那姑娘看他冲自己比划手语,微微瞪大了双眼,就要激动的落下泪来。等到知道,对面这个人还能懂自己的手语时,甚至直接激动的握住了他的手臂。
楚文州放下心来,仔细的看着姑娘的动作,一个故事慢慢的浮现出来。
原来这个姑娘,今年十五岁,是盂县之人,今年颗粒无收,土匪横行,她的父母本来第二日就要把她卖给人牙子,谁料山匪却提前来了,过来烧杀抢掠一番,见她长得齐整,就把她也给抢来了,她不从,抵死反抗,还扎了那土匪一刀,于是那些土匪就打断了她的腿,把她扔到了这里来。
楚文州看的胆战心惊,见她神色正常,动作轻柔地给她理了理头发,比划道:“别怕,我带你出去。”
姑娘却摇了摇头,“没有家了,那个不算家了。”
“哪里都可以是家,活着就有希望,会好的。”
楚文州说:“会好起来的,一切都会好起来的。”
这天,有个小孩子见他在自己屋里搓着铁片,过来好奇的问他在干什么,楚文州揉了揉他的头,耐心的糊弄了他一通,小孩子则真以为楚文州是个天大的好人,拿着糖就去找父母撒娇了。

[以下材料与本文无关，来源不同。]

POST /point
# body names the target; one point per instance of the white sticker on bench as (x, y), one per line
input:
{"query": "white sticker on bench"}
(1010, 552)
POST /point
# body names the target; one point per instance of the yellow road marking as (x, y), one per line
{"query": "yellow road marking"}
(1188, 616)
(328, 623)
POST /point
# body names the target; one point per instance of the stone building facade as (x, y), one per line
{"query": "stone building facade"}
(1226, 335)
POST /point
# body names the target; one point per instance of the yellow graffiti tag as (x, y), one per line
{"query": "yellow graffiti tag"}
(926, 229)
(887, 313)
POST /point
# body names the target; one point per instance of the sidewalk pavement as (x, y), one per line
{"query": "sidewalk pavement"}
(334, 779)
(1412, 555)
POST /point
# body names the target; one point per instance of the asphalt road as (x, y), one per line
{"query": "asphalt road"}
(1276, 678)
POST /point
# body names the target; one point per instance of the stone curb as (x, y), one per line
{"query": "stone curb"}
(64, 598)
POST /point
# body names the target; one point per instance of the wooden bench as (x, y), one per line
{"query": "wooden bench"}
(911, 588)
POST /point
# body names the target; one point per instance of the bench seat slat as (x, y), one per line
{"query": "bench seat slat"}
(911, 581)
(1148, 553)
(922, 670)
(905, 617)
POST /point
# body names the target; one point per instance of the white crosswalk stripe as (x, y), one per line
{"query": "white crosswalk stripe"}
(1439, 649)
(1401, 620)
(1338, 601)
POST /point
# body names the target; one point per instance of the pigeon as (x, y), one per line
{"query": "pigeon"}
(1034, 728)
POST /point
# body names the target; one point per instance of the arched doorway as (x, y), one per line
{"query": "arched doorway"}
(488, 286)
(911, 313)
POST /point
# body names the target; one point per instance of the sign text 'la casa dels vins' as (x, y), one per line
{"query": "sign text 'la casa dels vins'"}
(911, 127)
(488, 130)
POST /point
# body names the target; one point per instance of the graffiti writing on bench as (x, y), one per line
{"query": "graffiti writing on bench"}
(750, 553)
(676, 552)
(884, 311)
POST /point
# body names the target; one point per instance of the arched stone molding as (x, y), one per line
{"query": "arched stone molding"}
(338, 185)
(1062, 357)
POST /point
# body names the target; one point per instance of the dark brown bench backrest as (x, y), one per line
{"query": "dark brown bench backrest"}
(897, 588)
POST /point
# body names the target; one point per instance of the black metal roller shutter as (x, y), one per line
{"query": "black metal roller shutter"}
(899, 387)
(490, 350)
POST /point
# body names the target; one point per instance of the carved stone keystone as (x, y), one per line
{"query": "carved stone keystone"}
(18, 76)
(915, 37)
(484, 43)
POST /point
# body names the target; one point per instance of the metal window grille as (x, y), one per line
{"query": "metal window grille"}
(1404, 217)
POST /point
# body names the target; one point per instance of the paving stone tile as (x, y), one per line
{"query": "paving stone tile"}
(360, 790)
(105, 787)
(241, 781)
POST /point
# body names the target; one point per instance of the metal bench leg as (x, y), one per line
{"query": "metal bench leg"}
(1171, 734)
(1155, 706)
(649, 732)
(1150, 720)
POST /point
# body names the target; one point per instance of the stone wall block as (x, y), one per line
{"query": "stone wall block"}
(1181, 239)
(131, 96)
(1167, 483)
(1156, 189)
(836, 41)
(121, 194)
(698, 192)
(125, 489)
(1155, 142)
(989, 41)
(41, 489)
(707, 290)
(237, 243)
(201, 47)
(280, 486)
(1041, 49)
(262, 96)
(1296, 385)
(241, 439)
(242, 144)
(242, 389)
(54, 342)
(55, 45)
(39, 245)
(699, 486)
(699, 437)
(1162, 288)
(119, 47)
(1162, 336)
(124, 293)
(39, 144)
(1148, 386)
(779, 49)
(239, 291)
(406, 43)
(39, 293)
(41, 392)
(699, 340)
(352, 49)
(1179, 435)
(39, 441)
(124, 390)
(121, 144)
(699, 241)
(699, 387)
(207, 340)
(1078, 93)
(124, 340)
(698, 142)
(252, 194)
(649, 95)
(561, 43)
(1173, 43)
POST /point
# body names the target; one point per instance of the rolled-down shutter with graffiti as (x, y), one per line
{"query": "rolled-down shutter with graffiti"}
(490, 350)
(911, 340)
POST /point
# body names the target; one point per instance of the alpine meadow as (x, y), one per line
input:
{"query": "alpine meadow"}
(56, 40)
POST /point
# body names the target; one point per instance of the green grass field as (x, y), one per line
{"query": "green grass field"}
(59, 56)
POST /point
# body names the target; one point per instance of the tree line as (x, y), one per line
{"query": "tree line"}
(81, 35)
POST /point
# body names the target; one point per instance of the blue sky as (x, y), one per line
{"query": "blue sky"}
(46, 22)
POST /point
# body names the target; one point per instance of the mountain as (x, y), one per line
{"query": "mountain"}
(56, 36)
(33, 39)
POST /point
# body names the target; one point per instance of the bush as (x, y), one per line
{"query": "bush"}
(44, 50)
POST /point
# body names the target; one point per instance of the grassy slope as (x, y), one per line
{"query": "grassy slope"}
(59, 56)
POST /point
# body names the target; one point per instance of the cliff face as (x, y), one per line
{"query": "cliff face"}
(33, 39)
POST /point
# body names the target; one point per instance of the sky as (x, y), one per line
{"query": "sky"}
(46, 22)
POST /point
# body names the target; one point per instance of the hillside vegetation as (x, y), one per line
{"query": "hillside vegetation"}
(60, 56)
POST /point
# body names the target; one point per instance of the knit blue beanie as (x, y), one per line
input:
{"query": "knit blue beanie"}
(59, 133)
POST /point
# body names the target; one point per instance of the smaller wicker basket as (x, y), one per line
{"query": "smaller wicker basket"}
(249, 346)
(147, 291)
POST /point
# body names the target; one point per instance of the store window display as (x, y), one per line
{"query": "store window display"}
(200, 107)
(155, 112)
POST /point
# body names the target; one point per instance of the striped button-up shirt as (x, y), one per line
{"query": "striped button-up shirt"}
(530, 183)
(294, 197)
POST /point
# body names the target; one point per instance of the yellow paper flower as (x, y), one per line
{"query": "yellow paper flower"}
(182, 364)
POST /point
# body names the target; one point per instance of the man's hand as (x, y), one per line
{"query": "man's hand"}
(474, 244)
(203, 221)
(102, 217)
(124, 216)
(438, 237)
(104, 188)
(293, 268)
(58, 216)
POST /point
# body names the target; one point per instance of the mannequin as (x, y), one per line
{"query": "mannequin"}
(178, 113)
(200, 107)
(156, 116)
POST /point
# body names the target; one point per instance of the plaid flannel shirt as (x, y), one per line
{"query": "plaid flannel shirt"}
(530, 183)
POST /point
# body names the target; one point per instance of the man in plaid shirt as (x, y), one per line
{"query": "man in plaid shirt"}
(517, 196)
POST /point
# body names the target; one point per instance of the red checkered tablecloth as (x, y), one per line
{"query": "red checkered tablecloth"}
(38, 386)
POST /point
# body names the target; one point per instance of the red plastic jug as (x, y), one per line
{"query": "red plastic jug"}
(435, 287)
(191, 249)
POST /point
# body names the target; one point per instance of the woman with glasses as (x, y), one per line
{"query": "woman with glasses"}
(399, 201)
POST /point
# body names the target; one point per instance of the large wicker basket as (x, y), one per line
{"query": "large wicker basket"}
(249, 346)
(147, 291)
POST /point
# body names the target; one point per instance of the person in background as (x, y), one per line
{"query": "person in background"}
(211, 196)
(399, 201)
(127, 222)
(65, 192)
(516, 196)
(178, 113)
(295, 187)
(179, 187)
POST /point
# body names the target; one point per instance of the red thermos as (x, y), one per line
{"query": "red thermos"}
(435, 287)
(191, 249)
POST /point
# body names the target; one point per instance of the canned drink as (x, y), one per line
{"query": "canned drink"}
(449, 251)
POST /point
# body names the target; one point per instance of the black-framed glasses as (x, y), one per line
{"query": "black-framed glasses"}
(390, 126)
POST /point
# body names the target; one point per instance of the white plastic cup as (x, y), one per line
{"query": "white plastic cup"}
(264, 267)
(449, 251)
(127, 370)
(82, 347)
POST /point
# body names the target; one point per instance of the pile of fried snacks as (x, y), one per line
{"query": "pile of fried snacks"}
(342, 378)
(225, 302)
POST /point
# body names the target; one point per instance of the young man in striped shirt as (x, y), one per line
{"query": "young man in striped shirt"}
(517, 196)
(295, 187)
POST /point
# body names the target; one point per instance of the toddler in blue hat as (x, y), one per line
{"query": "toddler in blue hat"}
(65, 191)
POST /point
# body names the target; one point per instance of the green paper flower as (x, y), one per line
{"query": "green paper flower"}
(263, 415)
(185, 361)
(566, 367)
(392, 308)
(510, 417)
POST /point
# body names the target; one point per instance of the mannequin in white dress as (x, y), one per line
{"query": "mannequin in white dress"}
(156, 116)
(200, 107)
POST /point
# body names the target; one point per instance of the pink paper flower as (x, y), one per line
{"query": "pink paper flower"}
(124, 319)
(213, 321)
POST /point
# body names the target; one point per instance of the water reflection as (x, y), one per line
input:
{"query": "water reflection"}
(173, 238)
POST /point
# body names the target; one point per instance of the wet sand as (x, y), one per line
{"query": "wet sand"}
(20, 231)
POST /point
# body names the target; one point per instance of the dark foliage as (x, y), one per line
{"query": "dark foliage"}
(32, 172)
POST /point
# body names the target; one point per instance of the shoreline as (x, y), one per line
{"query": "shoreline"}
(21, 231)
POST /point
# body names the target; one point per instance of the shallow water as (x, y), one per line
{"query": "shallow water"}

虽然都是干土匪的,但也有些尚存善意,楚文州有时还真的像模像样的给他们看病,比寨子里的那个庸医不知道好了多少倍,面对楚文州对他们释放出的善意,他们也试着去相信这个年轻人。
自从那天跟山生聊完,山生时不时就来找他谈心。酒过三旬,山生竟也拍着他的肩膀,说是知己难觅。
短短几日,楚文州表现出来的,就像是他要在这里长待下去,将来也会是这个寨子的一份子。
好像真的慢慢好了起来。
楚文州除了自己待着,应付完人之后,就是找到机会就去找哑女,确认她的安全,两个人还商量出一个计划来。
那日楚文州正在给她的伤口换药,被几个倪山霸的身边人给撞上了,寨子里的人误以为他对哑女有意思,语言粗俗的调侃二人,楚文州捂住她的耳朵,不叫她听进去。
此举放进已经可以下地走路的倪山霸的眼里,就是,你小子竟然敢跟我抢媳妇?!
于是大半夜就找人把哑女跟楚文州一起绑了。
山生站在一边,劝倪山霸道:“老大,你跟他计较个什么,他一介读书人,就是菩萨心肠,对嫂子能有什么意思?”
楚文州醒了之后见自己莫名其妙的被绑住了,先看了眼杜兰,发现她还好,浑身上下也没什么伤口,只是当下,应该是晕过去了。
看倪山霸一脸愤怒,一群人浩浩荡荡的把他们围在一起,他心下暗道:这下子,那几个腿脚快的应当已经跑出去了吧,如果运气够好,说不定还能撞上前来寻人的官府。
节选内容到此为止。